Tin Can Bay Fishing Report May 2015

by Jim Cole, www.tincanbayboathire.com.au, 0408 329 167

Surprise surprise, the weather man got it wrong!  We had great weather over the Easter long weekend with the only exception being Good Friday, with only a few showers through the day.

The fishing during the holidays was red hot, with diver whiting in good numbers around Ida Island through to Tinnanbar.  Baits of live yabbies, worms or squid have been giving the best results.

Diamond and golden trevally were active in good numbers as well with Snapper Creek and around Norman Point producing well, and the odd mangrove jack was being caught in the creeks, although night sessions have been the most productive.

The pike have shown up in numbers, with the jetty at Norman Point being a popular spot to target them.  Best time is usually around the top of the tide as the run begins to slow.  Small hard bodies and soft plastics around two inches long will often give the best results.

Pike make great live baits for big cod and also provide for a lot of fun on light gear, especially if you are trying to teach kids how to use plastics for the first time.

In the bay we have reports of longtail tuna and mackerel smashing bait.  The chopper tailor are starting to show up and over the next few weeks we should see their numbers increase.

Try working around the mouth of creeks such as Snapper, Carlo and Teebar.  Hard bodied lures, chrome slugs or floating a pillie will all give the desired result.

After rain earlier in the month,  the mud crabs were plentiful and packed full of meat.
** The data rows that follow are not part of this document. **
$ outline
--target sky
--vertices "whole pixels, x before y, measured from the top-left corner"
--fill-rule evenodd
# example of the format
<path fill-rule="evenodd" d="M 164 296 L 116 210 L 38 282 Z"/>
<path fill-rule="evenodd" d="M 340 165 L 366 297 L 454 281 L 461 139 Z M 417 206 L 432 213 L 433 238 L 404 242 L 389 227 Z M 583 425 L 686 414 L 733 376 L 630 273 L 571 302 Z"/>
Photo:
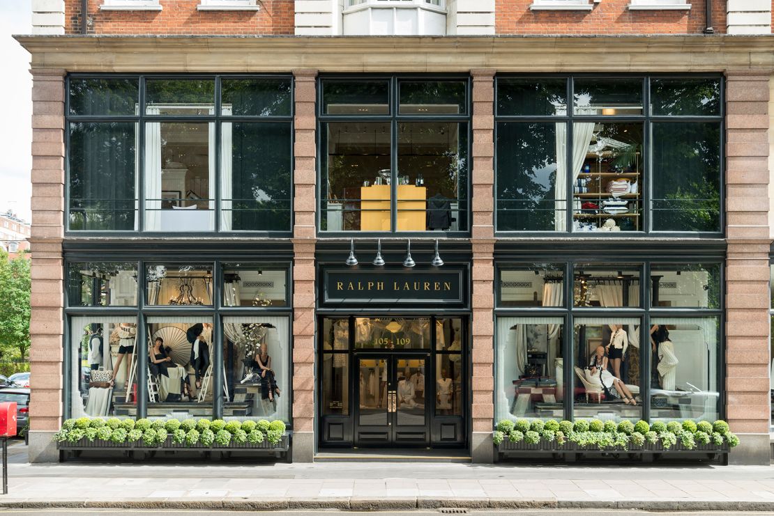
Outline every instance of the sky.
<path fill-rule="evenodd" d="M 12 34 L 32 32 L 30 0 L 0 0 L 0 56 L 4 77 L 0 98 L 5 124 L 0 124 L 0 212 L 9 209 L 29 222 L 32 186 L 32 76 L 29 53 Z"/>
In the last week, there are reports of spotty and Spanish mackerel coming from around the channel between Inskip and Fraser, although a few smaller sharks have also been giving anglers some grief.

Squid and cuttlefish are still active around Norman Point through to Crab Creek.  There have also been a few squire coming from the shallow reefs in the same area, although most have been undersize.

There have been a number of good flathead being caught lately.  Walking the sand flats flicking lures around the end of the run out and start of the run in tide is a great way to pick up a feed of flathead.

Sand crabs are coming from Teebar Creek and try for muddies around Carlo Creek and Poverty Point.

If you’re after a feed of squid then try working the areas east of Norman Point, south towards crab creek.

Have a great weekend and stay safe on the water.